On the day she came, the recruiter had watched an exhibition match between the two of them. It had been easy to telegraph his moves, to block a hair too late. Yoo Joonghyuk had won.
“Why did you think you could decide what was best for me?” Yoo Joonghyuk was well and truly angry now, a growl like thunder in his throat. “Why did you throw away that opportunity?”
Kim Dokja wasn’t capable of handling this kind of rage, all raw and tender and hot. “You needed it,” Kim Dokja’s voice cracked desperately. “This is what you were made for.”
“I was made to compete by your side.”
Yoo Joonghyuk’s face was inches away, leaned over with his elbows on his knees. The silence seemed to pulse with the blood in Kim Dokja’s ears and the synchronous throb of his ankle.
“I’m moving back to Seoul,” Yoo Joonghyuk croaked, heat gone from his voice. “I’m competing for Korea in 2028.”
Kim Dokja looked at him wordlessly. They were too old to dream like this. Yet the curious longing stretched out from the marrow of his bones into the very distal nerve endings of his fingers, which reached up to touch the feverish crest of Yoo Joonghyuk’s cheek.

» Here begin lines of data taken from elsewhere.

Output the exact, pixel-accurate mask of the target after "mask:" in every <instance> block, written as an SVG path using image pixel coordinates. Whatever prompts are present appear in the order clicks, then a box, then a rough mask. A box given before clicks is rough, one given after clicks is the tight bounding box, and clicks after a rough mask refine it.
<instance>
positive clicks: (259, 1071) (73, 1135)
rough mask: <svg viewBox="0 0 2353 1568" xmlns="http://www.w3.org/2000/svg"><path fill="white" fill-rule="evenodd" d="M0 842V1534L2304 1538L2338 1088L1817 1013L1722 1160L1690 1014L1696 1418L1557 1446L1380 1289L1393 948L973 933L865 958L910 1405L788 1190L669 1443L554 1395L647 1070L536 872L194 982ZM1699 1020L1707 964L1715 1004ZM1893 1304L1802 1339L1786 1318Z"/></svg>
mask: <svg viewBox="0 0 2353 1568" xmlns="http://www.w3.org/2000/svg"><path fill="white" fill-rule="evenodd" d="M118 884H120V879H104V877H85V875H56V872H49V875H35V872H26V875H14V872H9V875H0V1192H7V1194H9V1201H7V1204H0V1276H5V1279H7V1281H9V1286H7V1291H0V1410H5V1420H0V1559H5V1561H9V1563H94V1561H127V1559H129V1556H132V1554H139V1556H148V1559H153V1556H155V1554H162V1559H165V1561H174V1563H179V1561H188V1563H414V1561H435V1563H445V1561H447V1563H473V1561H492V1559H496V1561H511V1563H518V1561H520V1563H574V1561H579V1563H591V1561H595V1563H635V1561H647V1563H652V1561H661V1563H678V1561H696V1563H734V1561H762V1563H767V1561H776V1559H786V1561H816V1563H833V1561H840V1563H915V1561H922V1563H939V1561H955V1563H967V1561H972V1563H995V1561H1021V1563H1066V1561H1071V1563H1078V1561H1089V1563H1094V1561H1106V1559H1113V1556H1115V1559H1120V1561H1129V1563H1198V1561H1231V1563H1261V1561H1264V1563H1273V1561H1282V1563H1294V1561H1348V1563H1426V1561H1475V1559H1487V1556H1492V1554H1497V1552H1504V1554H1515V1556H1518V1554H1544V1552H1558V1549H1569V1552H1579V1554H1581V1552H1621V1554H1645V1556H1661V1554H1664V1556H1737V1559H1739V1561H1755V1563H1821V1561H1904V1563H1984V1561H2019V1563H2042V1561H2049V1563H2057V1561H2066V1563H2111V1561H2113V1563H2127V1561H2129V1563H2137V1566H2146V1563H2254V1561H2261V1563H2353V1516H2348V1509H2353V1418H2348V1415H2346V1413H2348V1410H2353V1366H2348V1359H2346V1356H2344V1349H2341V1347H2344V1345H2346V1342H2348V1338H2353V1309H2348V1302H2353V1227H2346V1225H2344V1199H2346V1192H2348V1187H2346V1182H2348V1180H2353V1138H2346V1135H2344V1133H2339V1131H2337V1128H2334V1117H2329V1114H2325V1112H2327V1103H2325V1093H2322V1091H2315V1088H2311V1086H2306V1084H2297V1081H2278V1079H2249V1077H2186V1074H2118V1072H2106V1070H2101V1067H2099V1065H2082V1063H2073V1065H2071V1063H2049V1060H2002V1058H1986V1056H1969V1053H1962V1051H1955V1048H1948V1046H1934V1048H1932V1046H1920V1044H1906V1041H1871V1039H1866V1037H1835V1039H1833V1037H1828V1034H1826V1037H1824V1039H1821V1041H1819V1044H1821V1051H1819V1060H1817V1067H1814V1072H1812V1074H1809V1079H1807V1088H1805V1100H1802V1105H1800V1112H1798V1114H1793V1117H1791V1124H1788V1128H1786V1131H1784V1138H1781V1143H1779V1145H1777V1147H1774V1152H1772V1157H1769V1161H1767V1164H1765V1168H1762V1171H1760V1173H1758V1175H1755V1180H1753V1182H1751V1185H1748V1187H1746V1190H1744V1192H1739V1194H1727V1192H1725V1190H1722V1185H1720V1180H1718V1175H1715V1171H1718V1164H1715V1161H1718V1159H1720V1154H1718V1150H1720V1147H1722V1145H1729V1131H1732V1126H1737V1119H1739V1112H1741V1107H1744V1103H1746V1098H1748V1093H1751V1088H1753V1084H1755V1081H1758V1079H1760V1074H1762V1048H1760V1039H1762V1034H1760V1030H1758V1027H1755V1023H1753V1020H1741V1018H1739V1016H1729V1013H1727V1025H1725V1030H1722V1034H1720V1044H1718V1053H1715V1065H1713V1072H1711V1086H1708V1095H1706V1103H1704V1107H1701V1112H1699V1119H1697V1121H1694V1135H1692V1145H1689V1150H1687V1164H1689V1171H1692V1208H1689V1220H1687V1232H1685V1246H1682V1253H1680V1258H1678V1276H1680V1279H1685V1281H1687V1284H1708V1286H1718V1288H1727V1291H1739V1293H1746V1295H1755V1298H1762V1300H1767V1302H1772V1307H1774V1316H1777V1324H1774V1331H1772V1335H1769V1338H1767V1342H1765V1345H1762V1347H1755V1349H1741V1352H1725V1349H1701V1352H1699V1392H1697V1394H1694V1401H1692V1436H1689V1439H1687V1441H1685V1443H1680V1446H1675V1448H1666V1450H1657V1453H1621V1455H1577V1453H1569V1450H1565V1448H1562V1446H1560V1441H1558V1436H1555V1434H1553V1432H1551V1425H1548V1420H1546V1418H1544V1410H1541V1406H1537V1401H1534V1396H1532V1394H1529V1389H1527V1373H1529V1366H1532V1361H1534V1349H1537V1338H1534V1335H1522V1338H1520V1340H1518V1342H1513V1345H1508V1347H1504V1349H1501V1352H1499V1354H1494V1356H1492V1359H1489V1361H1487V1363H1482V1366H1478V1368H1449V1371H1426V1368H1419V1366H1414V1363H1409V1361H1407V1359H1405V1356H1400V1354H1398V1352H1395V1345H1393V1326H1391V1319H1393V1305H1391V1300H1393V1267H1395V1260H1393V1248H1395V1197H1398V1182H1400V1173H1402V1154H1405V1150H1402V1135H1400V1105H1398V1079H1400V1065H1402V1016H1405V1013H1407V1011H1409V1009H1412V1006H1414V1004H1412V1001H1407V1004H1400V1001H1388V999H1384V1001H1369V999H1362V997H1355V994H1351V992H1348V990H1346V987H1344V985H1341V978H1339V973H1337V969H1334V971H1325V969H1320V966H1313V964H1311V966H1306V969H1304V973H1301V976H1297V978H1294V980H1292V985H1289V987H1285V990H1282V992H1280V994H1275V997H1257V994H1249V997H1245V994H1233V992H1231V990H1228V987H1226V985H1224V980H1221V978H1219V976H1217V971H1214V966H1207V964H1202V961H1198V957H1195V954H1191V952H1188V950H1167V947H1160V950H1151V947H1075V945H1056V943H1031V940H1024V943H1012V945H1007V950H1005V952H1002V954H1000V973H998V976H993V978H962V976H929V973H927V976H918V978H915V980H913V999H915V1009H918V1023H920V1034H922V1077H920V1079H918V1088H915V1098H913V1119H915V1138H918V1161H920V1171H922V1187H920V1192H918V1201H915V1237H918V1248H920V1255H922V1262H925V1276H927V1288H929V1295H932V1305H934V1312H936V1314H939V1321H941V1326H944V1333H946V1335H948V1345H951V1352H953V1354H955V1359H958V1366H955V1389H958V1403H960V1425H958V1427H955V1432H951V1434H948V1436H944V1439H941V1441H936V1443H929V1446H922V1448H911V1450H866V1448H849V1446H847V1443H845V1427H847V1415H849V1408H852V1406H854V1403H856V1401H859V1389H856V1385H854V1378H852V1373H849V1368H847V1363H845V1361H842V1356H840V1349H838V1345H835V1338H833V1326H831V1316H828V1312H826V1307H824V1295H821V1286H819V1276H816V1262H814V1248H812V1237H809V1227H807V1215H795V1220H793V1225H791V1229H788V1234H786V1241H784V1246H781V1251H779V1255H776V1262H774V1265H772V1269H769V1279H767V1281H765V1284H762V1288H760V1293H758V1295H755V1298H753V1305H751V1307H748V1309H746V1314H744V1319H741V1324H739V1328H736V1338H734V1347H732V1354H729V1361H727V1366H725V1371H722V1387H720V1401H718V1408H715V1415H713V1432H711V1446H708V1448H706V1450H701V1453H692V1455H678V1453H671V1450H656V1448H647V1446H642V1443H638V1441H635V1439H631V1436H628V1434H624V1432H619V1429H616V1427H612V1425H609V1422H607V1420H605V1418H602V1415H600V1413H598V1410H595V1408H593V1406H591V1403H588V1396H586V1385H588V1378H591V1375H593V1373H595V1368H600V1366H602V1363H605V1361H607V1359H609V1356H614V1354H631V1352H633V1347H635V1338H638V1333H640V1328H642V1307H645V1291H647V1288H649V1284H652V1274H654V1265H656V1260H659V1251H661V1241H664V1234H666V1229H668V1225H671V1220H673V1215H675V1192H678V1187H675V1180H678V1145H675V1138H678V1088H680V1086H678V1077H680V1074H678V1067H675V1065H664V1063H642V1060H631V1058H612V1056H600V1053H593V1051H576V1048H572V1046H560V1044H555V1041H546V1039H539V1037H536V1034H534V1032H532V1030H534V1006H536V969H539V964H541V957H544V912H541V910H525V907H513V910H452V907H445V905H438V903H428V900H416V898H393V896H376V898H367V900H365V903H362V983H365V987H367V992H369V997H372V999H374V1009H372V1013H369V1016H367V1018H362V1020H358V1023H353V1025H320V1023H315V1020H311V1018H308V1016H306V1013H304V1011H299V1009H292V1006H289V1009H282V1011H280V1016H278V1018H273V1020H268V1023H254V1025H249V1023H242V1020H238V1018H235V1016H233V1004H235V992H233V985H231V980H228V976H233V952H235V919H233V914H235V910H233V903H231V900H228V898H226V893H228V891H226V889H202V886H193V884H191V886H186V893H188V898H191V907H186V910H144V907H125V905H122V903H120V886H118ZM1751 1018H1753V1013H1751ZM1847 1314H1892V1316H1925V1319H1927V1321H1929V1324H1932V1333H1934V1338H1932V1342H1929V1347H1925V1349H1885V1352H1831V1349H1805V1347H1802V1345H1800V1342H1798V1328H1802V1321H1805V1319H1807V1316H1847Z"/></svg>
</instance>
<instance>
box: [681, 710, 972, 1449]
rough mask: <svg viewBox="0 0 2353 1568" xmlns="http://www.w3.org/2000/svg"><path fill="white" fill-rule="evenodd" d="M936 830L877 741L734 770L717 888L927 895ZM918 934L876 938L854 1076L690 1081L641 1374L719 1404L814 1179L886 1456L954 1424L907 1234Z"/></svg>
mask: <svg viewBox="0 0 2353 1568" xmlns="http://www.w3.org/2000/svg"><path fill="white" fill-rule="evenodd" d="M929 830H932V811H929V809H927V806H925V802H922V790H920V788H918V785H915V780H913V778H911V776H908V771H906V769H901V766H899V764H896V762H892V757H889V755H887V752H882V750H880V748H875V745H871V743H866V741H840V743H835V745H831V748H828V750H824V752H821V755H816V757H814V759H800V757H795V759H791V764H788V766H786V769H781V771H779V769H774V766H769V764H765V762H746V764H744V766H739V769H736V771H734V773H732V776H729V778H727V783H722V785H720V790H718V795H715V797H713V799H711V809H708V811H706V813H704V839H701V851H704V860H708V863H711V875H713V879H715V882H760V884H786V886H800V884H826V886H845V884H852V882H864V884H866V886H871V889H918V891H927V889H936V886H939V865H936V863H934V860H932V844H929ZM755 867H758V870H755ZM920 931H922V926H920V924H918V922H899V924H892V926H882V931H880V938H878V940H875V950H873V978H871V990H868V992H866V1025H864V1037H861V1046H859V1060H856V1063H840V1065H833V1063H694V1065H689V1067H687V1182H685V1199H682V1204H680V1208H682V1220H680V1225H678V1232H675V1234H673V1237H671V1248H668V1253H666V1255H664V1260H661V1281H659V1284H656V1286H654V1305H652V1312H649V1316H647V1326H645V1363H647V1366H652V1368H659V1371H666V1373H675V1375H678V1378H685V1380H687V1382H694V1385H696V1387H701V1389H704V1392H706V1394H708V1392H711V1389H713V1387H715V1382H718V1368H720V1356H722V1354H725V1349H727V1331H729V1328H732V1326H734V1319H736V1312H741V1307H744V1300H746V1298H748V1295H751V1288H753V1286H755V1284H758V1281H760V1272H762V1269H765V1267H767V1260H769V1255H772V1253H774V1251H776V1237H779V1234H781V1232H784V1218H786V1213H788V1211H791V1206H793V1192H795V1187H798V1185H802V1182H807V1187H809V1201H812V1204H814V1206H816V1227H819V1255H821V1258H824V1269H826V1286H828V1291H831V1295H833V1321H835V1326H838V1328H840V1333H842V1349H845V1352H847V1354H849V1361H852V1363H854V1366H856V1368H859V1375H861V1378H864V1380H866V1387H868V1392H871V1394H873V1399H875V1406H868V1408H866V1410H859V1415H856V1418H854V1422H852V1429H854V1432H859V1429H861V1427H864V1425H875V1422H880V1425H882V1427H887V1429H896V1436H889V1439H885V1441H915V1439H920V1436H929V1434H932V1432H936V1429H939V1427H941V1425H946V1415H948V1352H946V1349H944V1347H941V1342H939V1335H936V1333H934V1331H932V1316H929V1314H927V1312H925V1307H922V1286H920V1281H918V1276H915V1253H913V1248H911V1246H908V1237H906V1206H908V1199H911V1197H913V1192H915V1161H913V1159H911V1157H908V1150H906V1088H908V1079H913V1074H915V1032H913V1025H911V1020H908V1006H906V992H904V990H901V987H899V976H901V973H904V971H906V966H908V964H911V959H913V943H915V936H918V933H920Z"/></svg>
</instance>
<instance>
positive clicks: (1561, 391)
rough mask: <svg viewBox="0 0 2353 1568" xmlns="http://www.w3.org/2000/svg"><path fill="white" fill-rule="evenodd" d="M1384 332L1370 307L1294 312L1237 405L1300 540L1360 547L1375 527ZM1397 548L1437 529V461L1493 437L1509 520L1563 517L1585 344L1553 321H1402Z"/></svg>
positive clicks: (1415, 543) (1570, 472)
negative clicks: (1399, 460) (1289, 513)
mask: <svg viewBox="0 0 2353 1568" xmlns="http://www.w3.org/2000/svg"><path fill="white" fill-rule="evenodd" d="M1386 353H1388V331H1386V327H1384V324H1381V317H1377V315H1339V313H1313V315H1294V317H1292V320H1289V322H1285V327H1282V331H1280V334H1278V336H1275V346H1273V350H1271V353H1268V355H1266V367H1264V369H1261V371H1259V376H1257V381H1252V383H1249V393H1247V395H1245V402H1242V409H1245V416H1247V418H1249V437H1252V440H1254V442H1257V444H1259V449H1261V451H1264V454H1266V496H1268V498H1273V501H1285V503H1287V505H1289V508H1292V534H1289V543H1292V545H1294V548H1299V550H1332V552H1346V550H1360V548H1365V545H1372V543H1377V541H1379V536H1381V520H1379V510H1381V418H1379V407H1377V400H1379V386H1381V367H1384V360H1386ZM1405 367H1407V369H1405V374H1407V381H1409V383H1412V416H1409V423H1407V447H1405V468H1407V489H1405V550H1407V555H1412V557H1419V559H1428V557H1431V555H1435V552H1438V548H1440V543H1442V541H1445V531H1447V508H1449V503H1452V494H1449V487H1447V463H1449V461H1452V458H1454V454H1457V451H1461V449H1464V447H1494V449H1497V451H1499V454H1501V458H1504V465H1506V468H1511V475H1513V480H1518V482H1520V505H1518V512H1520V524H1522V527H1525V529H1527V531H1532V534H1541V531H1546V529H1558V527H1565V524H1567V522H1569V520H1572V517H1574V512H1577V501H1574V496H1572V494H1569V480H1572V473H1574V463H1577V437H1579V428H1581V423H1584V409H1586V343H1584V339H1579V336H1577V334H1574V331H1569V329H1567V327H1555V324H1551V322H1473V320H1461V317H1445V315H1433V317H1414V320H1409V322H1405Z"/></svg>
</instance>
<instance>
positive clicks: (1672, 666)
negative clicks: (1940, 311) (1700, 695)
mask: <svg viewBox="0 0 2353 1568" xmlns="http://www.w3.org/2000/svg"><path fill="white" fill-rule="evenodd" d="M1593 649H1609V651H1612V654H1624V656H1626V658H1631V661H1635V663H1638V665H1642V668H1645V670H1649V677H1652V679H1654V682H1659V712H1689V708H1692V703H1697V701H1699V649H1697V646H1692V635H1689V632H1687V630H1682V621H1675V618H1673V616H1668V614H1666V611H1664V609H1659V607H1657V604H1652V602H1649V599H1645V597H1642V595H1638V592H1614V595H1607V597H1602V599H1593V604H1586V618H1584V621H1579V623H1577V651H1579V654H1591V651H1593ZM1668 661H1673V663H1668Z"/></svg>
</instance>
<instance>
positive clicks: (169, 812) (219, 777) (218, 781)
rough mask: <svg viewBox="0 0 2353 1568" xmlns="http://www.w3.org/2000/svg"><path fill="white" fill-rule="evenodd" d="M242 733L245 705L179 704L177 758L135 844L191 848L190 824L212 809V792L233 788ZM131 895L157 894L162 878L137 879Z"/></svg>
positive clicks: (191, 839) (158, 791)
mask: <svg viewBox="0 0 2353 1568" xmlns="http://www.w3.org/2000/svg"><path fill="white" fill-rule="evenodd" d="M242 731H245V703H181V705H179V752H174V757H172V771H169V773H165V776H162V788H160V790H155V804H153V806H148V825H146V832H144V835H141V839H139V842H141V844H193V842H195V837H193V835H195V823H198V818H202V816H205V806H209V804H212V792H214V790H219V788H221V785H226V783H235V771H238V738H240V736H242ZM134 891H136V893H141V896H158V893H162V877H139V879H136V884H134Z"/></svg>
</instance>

“Kim Dokja. Let’s go home.”
—
On Twitter:
World Taekwondo Federation @tkd_international
A standoff between injured rivals? Kim Dokja and Yoo Joonghyuk share a heated moment after brutal double knockout!
[Image description: Kim Dokja lies on the bleachers in an arena, and Yoo Joonghyuk leans over him, speaking.]
olympic karate when????? @martialbrother
Replying to @tkd_international:
lol you can feel the UST through the screen
gold medalist jung heewon please sire my children @jhwpls
Replying to @tkd_international:
are we all seeing the way yjh is looking at him? i’m not imagining things, right? if only we could see kdj’s face
Sports Illustrated @SInow
Replying to @tkd_international:
No hard feelings about the injuries, for sure—great to see friendship bloom between two fantastic athletes at #Paris2024!